O apelo à cautela representa uma mudança de rota para a Uber, que passou seus primeiros anos explorando as áreas cinzentas nas regulamentações de táxi de cidades e estados e, às vezes, enganando diretamente legisladores enquanto tentavam reprimir os serviços de transporte por aplicativo em crescimento. A Uber tem drawn críticas de sindicatos de trabalhadores e dos próprios motoristas por remuneração insuficiente e por lutar para classificar trabalhadores como prestadores de independentes em vez de funcionários com direito a benefícios.

A Uber resistiu à regulamentação de veículos autônomos enquanto tentava construir sua própria tecnologia de direção autônoma. Em 2016, o então chefe do programa, Anthony Levandowski, transportou todos os veículos de teste da Uber da Califórnia para o Arizona depois que reguladores californianos insistiram que a empresa solicitasse uma permissão para testar carros sem motorista lá. Dois anos depois, o Arizona proibiu os carros autônomos da Uber depois que um veículo de teste atropelou e matou uma mulher. A Uber encerrou oficialmente seu programa de veículos autônomos em 2020. No mesmo ano, Levandowski foi condenado a 18 meses de prisão por roubar milhares de arquivos do que era então o programa de carros autônomos do Google, onde ele trabalhava.

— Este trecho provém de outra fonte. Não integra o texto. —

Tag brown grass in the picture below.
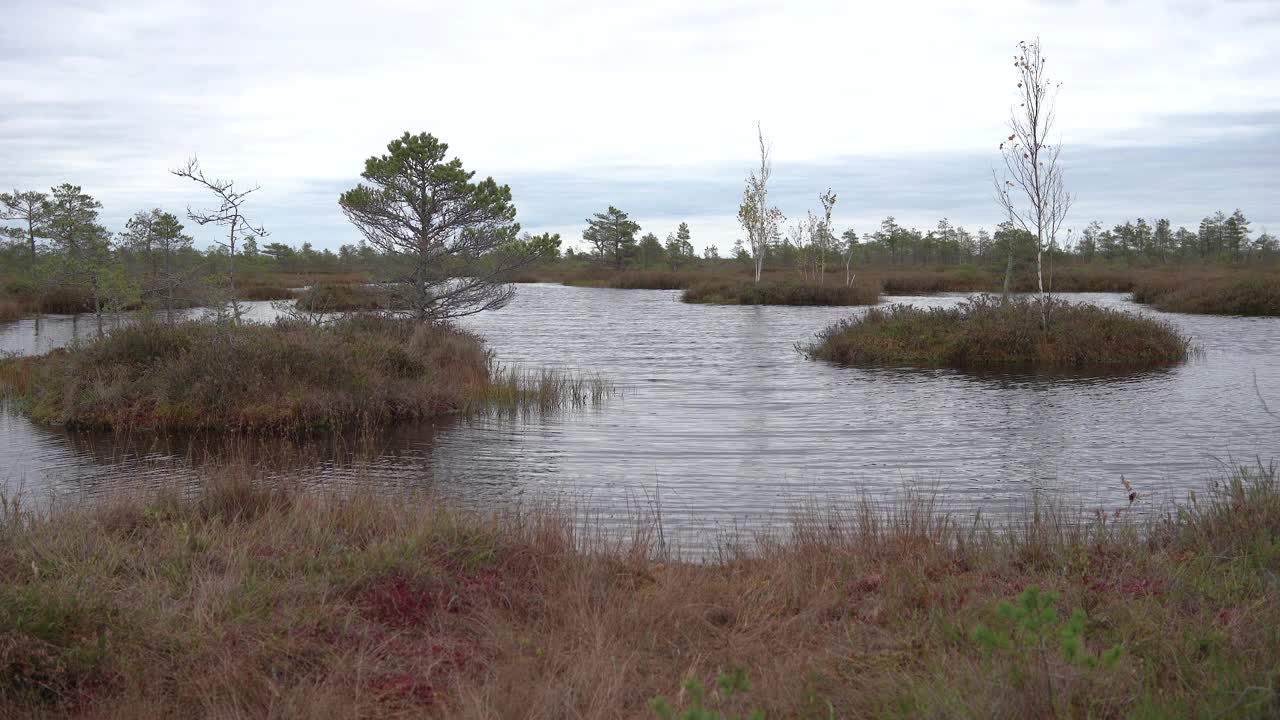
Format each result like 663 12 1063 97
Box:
680 279 879 305
297 284 408 313
1133 274 1280 316
0 458 1280 719
516 263 1276 295
0 297 28 323
805 296 1189 370
0 316 607 434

Em uma publicação em uma rede social profissional publicada em maio, após a Uber lançar seu artigo de política de "rede híbrida", o presidente e diretor de operações da Uber, Andrew Macdonald, reconheceu que a nova posição da empresa sobre regulamentações "pode parecer irônica". "Não nos engajamos o suficiente com as implicações sociais ou consideramos como o mundo fora das paredes da sede da Uber se sentia sobre como estávamos construindo", escreveu Macdonald. "As consequências foram bem documentadas: batalhas regulatórias e uma crise corporativa que danificou a confiança por anos."